You can also add your own custom prompts, and use AutoEvals to deal with adding Chain-of-Thought, parsing outputs, and managing exceptions.

Installation

To install AutoEvals, run the following command:

pip install autoevals

Example

from autoevals.llm import *

evaluator = Fact()
result = evaluator(
    output="People's Republic of China", expected="China",
    input="Which country has the highest population?"
)
print(result.score)
print(result.metadata)

Supported Evaluation Methods

Heuristic

  • Levenshtein distance

  • Jaccard distance

  • BLEU

Model-Based Classification

  • Battle
  • ClosedQA
  • Humor
  • Factuality
  • Security
  • Summarization
  • SQL
  • Translation

Other Model-Based

  • Embedding distance
  • Fine-tuned classifiers

Custom Evaluation Prompts

AutoEvals supports custom evaluation prompts. To use them, simply pass in a prompt and scoring mechanism:

from autoevals import LLMClassifier

evaluator = LLMClassifier(
    """
You are a technical project manager who helps software engineers generate better titles for their GitHub issues.
You will look at the issue description, and pick which of two titles better describes it.

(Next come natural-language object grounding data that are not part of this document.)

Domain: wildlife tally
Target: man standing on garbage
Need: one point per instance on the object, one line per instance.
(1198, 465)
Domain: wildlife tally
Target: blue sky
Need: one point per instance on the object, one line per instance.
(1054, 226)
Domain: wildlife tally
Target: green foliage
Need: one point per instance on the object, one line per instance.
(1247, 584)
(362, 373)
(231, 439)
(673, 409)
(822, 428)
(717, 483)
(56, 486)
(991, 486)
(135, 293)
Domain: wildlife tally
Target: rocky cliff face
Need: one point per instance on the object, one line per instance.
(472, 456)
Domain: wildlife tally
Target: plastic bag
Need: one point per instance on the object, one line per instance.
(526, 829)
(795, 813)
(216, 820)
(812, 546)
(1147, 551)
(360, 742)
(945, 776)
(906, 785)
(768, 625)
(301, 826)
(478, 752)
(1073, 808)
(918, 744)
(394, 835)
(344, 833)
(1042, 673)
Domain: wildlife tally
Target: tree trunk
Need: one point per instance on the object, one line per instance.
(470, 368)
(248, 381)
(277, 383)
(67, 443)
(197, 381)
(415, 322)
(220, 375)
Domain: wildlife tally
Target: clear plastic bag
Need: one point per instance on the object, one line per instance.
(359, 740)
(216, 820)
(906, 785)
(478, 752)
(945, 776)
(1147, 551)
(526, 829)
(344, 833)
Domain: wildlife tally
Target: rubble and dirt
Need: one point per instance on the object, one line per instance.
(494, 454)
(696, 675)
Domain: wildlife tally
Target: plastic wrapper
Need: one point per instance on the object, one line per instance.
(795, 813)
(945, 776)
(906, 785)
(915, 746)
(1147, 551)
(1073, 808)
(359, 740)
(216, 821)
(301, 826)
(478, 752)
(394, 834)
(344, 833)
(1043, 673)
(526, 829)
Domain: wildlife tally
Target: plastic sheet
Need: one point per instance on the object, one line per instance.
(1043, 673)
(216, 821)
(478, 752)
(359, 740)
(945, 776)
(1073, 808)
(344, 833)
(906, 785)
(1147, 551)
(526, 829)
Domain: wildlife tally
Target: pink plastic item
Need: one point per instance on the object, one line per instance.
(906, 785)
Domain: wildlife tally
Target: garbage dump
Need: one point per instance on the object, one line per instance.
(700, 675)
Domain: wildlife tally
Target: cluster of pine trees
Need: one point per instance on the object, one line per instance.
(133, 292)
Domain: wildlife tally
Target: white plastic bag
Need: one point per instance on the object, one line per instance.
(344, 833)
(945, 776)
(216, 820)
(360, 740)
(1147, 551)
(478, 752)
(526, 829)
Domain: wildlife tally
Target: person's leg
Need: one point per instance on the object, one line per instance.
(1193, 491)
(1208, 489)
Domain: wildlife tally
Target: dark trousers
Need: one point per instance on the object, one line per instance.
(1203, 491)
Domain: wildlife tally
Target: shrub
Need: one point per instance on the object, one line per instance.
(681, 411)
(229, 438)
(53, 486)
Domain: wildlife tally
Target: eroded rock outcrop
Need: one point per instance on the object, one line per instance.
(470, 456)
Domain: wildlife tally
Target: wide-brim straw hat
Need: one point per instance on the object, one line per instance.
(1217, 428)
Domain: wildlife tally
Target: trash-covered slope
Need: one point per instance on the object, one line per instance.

I'm going to provide you with the issue description, and two possible titles.

Issue Description: {{page_content}}

1: {{output}}
2: {{expected}}

Please discuss each title briefly (one line for pros, one for cons).
""",
    {"1": 1, "2": 0},
    use_cot=False,
)

page_content = """
As suggested by Nicolo, we should standardize the error responses coming from GoTrue, postgres, and realtime (and any other/future APIs) so that it's better DX when writing a client,

We can make this change on the servers themselves, but since postgrest and gotrue are fully/partially external may be harder to change, it might be an option to transform the errors within the client libraries/supabase-js, could be messy?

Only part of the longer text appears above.